Apple's Lightning port dynamically assigns pins to allow for reversible use

Posted:
in iPhone edited January 2014
A cabling expert has taken a closer look at how Apple's new Lightning connector works, and has come to the conclusion that the 8 pins on each side of the plug are dynamically assigned, likely thanks to the use of a unique chip in the iPhone 5.

Peter from Double Helix Cables first shared with AppleInsider last week his discovery that Apple's new Lightning connector cables feature integrated authentication chips. He has since taken an even closer look at Lightning and concluded that the layout of the pins must be dynamically assigned based on how the cable is physically plugged in to a device like the iPhone 5.

When it unveiled Lightning earlier this month, Apple noted that the new, all-digital connector "features an adaptive interface that uses only the signals that each accessory requires." But Peter's testing has shown that Apple's cable goes even further to allow for reversible use in either orientation.

Lightning


Some features of the Lightning cable, such as USB power connections, are symmetrical on each side of the plug. That means that if the pins on Lightning are numbered from one to eight on each side, pin one on the top row connects with pin eight on the bottom row.

This allows users to flip the connector and plug Lightning into an iPhone 5 in either orientation. With this design decision, the lower right pin always makes contact with the same spot in the corresponding Lightning jack on the iPhone.

However, while the USB power connection is symmetrical, Peter's testing found that the data connections in Lightning are actually asymmetrical. As such, he believes that dynamic Lightning pin assignment is performed by a chip included on the iPhone 5.

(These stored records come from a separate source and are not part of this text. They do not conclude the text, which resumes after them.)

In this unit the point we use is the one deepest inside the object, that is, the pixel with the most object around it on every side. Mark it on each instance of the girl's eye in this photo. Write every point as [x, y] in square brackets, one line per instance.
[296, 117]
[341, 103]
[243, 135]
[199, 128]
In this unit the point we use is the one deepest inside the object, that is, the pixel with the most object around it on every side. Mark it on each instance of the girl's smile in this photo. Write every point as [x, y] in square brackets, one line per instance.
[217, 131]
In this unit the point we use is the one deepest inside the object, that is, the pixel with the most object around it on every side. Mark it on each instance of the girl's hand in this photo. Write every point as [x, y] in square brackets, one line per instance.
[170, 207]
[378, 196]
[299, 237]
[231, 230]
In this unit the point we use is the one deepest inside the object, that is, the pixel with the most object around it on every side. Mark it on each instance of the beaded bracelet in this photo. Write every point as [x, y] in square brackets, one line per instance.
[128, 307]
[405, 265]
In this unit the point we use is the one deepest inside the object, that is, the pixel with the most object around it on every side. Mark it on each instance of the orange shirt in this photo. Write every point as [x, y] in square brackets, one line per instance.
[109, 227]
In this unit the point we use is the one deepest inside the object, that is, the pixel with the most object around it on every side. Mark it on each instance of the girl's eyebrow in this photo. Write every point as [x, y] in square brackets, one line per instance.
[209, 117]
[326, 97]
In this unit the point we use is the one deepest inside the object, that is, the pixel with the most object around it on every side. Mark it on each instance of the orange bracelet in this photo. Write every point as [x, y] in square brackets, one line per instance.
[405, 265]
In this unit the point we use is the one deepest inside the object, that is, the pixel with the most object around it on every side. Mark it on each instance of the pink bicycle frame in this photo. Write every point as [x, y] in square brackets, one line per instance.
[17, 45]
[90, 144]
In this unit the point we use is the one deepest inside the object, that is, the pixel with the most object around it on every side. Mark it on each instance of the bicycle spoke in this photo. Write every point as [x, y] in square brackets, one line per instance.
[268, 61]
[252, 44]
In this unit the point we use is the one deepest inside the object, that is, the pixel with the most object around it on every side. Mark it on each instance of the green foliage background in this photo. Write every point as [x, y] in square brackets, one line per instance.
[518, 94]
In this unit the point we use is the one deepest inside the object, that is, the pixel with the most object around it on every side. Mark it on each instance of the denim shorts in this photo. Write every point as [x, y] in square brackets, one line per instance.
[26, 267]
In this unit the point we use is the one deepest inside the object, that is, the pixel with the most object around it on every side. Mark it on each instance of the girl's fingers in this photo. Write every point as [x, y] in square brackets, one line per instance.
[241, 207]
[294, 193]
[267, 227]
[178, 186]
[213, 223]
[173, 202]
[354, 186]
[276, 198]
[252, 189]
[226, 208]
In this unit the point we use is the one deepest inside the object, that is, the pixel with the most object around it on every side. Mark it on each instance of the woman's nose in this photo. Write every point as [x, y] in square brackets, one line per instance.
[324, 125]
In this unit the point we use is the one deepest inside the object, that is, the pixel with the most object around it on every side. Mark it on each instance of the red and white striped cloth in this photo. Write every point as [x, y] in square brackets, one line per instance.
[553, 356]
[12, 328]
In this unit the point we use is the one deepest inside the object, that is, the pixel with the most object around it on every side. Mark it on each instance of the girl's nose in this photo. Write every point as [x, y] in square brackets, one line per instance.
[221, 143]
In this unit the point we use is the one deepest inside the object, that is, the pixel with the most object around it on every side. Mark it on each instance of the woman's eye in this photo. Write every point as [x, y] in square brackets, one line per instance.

"Take top pin 2 for example," he wrote in an e-mail to AppleInsider. "It is contiguous, electrically, with bottom pin 2. So, as the plug is inserted into the iPhone, if you have the cable in one way, pin 2 would go into the left side of the jack, flip it the other way and the same pair of pins is going to match up with the other side of the jack (as the electrical contacts in the iPhone's jacks are along the bottom)."

Lightning
Apple's new Lightning connector, as mapped out by Peter Bradstock of Double Helix Cables.


Peter believes that the iPhone 5 Lightning port probably reads the type of data being sent from one of the pins, and then dynamically adjusts based on the orientation that the cable has been inserted.

"Dynamic assignment of the pins is the only way for the USB data to be routed, since I've proven that top pin 2 and bottom pin 2 are the pins that go to the Data+ connection of the USB," he said.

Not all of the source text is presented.